Many Protestants and some people who are admirers of an exclusively historical ‘interpretation of the Bible’ misinterpret this as meaning that Christ deliberately spoke in vague terms so that His teaching would not be readily comprehensible and would therefore not provoke the various groups of Scribes and Pharisees, as well as the Romans, all of whom were watching Him carefully. In this way He would escape their wrath. We can see the weakness of this interpretation when we recall that Christ went freely to His voluntary passion and that those who tried to discourage Him, such as Peter, were met with sharp rebukes (Matth. 16, 23). So how can it be claimed that Christ spoke in parables in order to hide and not provoke people?
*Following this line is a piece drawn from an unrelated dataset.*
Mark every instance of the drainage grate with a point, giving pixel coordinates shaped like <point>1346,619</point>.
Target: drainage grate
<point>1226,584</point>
And again, how can we reconcile the fact the He Who came to bring us to ‘all the truth’ didn’t speak clearly, but used these forms of speech? Cyril of Alexandria explains: ‘The parables are like images of things which can’t be seen, but are more mental and spiritual. This is why that which the eye of the body is unable to see is revealed to the eye of the mind, through the use of perceptible and almost tangible things, which gives shape to the subtleties of the mind’. But the aim of the parables is not merely to instruct.

‘To know the secrets of the Kingdom of God’
When Christ refers to the parables, He’s talking about the mysteries of the Kingdom of God. Let no one be deceived by imagining exactly what mysterious, conspiratorial or apocryphal thing lies behind the words of the Lord. Everything’s explained later. It’s simply that Christ wishes to use the two-fold properties of the parables in order to simultaneously reveal and conceal: they clarify the truth for those who are seeking it in their lives, while not declaring it to those who are remiss and disinclined to do so, even though they may have been momentarily impressed.
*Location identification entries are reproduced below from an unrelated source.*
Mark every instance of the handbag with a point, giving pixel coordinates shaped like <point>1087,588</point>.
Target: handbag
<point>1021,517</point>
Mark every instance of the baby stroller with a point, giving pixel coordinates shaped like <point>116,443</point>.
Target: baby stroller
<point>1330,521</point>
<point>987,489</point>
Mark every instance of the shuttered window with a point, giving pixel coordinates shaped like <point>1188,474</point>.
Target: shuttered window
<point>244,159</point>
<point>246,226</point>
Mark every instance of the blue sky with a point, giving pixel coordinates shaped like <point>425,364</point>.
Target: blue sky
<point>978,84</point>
Christ is talking about the spiritual state of the Jews of His time and describes them as ‘hardened’, that is, too hard and unable to receive the truth of the faith. Typically, they had superficial religiosity and tremendous self-centredness. This is why He says that they’re ‘uncircumcised in their heart’ (Acts 7, 51). How was He to reveal the truth to people with such spiritual symptoms, which, over time, can be observed in the whole of humankind? But on the other hand, how could He be unfair to those who were genuinely seeking the truth?

Christ establishes the truth of the faith as a struggle for life. Truth exists, it’s been revealed, but it’s not for everyone’s eyes. In particular, people who are negligent and indifferent will misunderstand it, or they’ll feel coerced by its existence. Christ wants us to turn freely and whole-heartedly to Him and His truth which is why, for the preservation of free and selfless love, He has arranged for us the period of apprenticeship which is the dominant feature of the lives of the saints. And this lies in a continuous apprenticeship in the truth of the faith- not in the reading of books, but in the practical experience of our spiritual struggle and the sacraments of the Church. The saving truth of the faith, as the only truth on earth, is the most important and valuable thing God gives us, but, in order to acquire it we have to earn it with whole-hearted love and eager striving. We have to see that it can’t be exhausted but that the secret mysteries of the glory of God are continually and increasingly being revealed.